This is not even one of those where I try to be funny and fail. If I try to make a joke at all in this, it's because I don't know what other emotion to feel right now.

I just found out my grandmother died, and I don't know how to deal with it. I don't know how I feel right now. I don't even know how I should feel. And this is only in part because--due in a large part to her and my grandfather--I was rasied as a Norwegian Lutheran in the Midwest, a place that refined stoicism to an art. It's not that I'm burying my grief, trying to keep it hidden from a world where men aren't supposed to cry; it's that I honestly can't find my grief anywhere.

I wasn't that close to my grandparents. The last time I saw grandma was five years ago, and I only spoke to her one more time after that: this past Christmas time. Her voice was so weak and resigned by that point that I heard maybe ten percent of what she was saying; mostly, I just spoke and made educated guesses on what she could possibly be saying on the other end of the line. It wasn't all that difficult, since she and grandpa stopped expressing interest in my life around the time I graduated from high school. There was no falling out with any family members, no big feud. Just grandma and grandpa giving up on the world, and letting it pass them by.

I'm probably being too harsh, and I know I'm coming off bitter.

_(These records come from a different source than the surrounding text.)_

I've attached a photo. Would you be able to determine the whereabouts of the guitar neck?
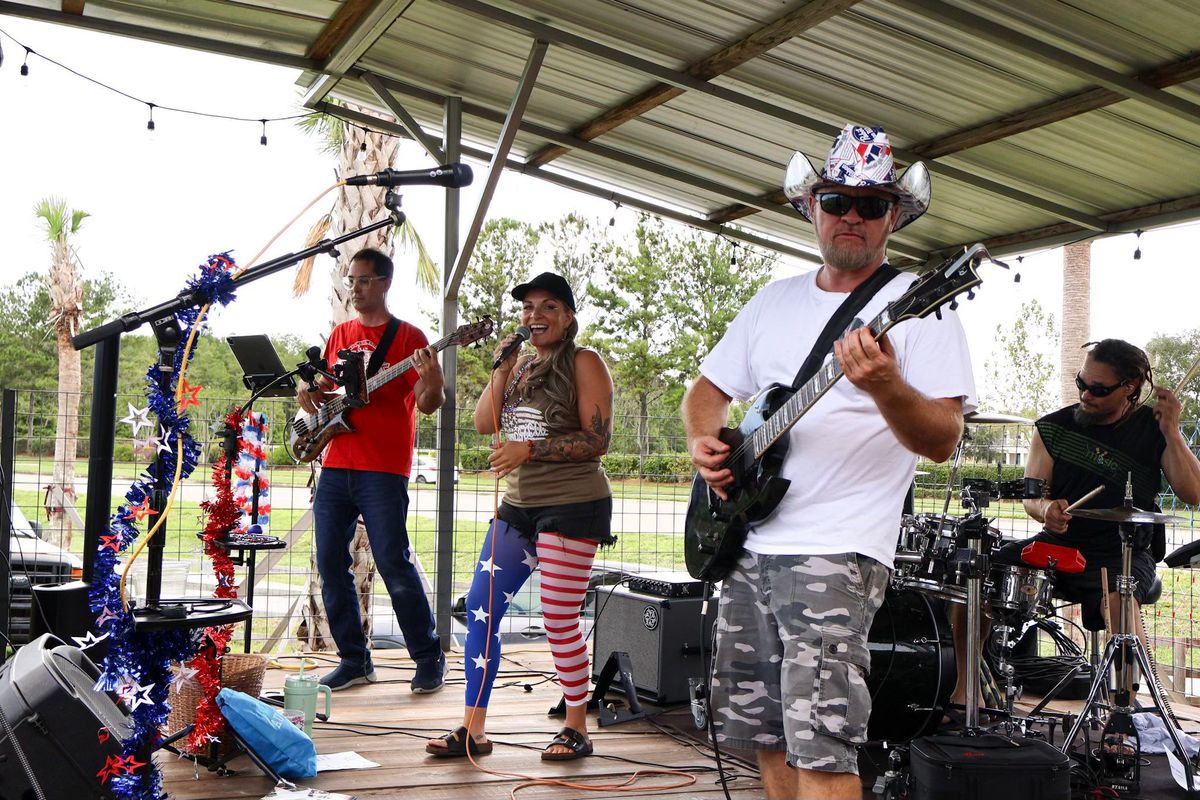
[317,332,458,425]
[750,308,896,459]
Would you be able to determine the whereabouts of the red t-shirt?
[323,319,428,476]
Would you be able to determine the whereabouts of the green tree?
[1146,327,1200,420]
[982,300,1058,419]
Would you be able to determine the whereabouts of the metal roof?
[9,0,1200,268]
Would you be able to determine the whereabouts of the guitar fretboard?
[750,303,895,459]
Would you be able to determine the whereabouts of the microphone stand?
[71,190,404,634]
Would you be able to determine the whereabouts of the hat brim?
[784,151,931,231]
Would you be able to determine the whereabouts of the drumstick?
[1175,356,1200,396]
[1066,483,1104,513]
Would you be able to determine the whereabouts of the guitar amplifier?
[625,572,704,597]
[592,585,718,705]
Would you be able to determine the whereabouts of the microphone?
[346,163,474,188]
[492,325,532,369]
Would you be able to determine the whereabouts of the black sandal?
[541,728,592,762]
[425,727,492,758]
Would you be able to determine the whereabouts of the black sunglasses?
[1075,373,1129,397]
[817,192,892,219]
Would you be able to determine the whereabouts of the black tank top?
[1037,405,1166,555]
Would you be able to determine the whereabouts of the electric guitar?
[288,317,492,463]
[684,245,998,582]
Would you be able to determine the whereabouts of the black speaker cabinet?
[592,587,716,705]
[0,634,130,800]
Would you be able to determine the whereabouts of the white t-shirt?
[700,271,976,567]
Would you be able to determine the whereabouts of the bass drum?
[866,589,955,741]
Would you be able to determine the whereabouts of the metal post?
[83,333,121,584]
[0,389,15,664]
[433,97,462,650]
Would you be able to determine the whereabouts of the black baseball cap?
[512,272,575,311]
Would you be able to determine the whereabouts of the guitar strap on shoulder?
[792,264,900,392]
[367,317,400,378]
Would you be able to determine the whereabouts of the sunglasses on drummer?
[1075,373,1129,397]
[816,192,892,219]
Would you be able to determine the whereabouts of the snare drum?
[983,564,1054,620]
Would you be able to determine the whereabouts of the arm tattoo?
[532,405,612,461]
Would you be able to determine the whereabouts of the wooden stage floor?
[157,643,766,800]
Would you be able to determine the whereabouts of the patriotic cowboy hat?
[784,124,930,230]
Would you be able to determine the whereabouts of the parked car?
[410,456,458,483]
[8,505,83,645]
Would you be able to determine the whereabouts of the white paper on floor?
[317,751,379,772]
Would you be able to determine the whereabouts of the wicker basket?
[166,652,268,754]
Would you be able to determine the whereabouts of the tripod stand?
[1062,479,1196,796]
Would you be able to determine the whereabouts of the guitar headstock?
[888,245,1008,321]
[450,317,493,347]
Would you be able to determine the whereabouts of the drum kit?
[868,415,1200,790]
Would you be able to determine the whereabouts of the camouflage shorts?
[713,552,888,775]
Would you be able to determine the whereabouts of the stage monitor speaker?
[0,634,131,800]
[592,587,716,705]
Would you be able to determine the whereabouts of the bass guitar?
[288,317,492,463]
[684,245,998,582]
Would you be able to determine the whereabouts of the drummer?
[950,339,1200,719]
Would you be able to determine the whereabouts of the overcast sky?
[0,16,1200,407]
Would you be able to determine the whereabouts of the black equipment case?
[908,734,1070,800]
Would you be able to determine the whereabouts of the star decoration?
[170,667,200,692]
[71,631,108,650]
[125,498,158,522]
[121,403,154,435]
[521,551,538,572]
[179,379,204,414]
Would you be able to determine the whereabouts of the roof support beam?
[895,0,1200,122]
[304,0,413,108]
[0,0,320,70]
[362,72,446,164]
[445,41,550,299]
[529,0,858,167]
[313,102,825,264]
[442,0,1104,230]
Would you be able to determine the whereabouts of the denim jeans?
[313,469,442,664]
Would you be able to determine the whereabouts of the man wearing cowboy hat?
[683,125,974,799]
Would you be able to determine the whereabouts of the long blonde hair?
[526,315,582,429]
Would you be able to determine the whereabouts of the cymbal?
[962,411,1033,425]
[1070,506,1187,525]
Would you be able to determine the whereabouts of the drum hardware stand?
[1062,473,1196,796]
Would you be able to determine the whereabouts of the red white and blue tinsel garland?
[89,253,236,800]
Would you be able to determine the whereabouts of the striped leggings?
[466,519,598,708]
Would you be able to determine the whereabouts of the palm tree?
[293,104,440,650]
[34,198,88,549]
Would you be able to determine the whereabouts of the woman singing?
[425,272,616,760]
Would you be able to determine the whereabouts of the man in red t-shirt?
[296,248,445,693]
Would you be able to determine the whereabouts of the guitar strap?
[367,317,400,378]
[792,264,900,392]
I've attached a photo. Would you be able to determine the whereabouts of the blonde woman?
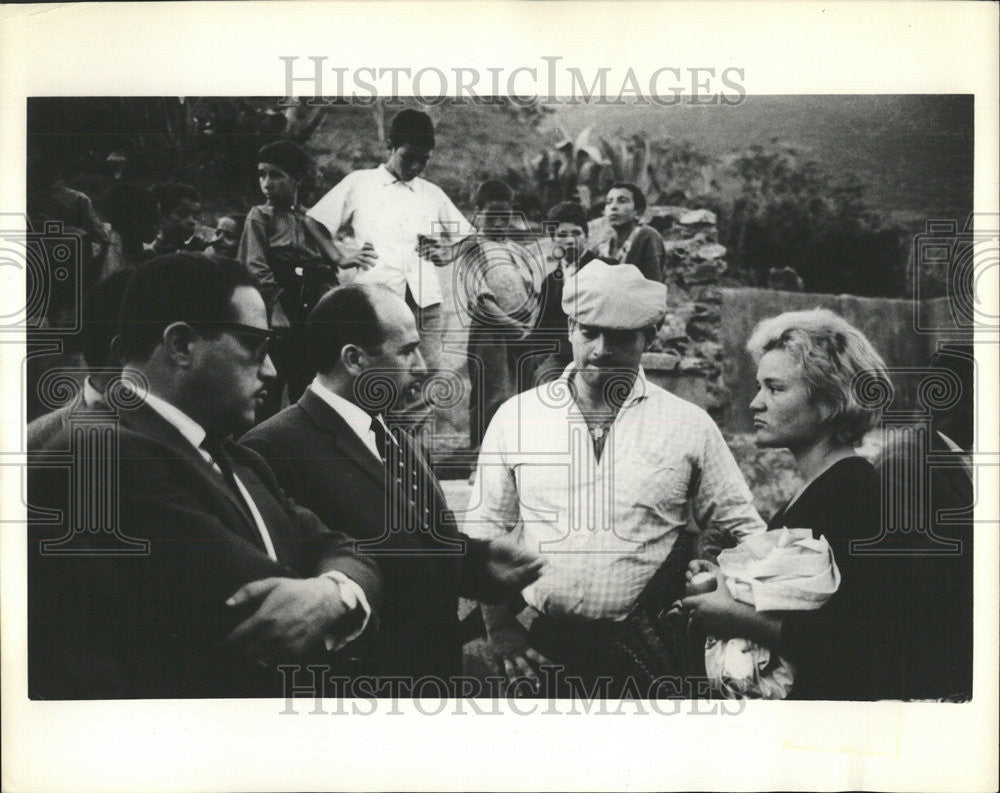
[683,309,907,699]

It's highly likely that my grandparents loved me, adn they certainly never did anything that would imply that they didn't love me. But they never made the effort to let me know either way.

So.

I've been incredibly fortunate so far. My other grandmother died before I was born, and my other grandfather died when I was 7. In the intervening two decades between his death and last night, I haven't lost a single good friend or family member. A guy I carpooled with committed suicide when I was in high school. A drinking buddy from my time in Edinburgh died of heatstroke while she backpacked through India. An acquaintance from online died unexpectedly of illness six months ago. Death has been hanging out around the fringes of my life for so long, and I'm so thankful for this, but dear god, I don't know how to act now.

Mostly, what I have right now is guilt. Guilt that I don't feel as bad as shows like "Six Feet Under" imply I should feel. Guilt that I am worried about how much going to a funeral is going to cost me, and how going to it will get in the way (of what? I don't know).

And finally, guilt that I didn't get to know this woman better, before it was too late.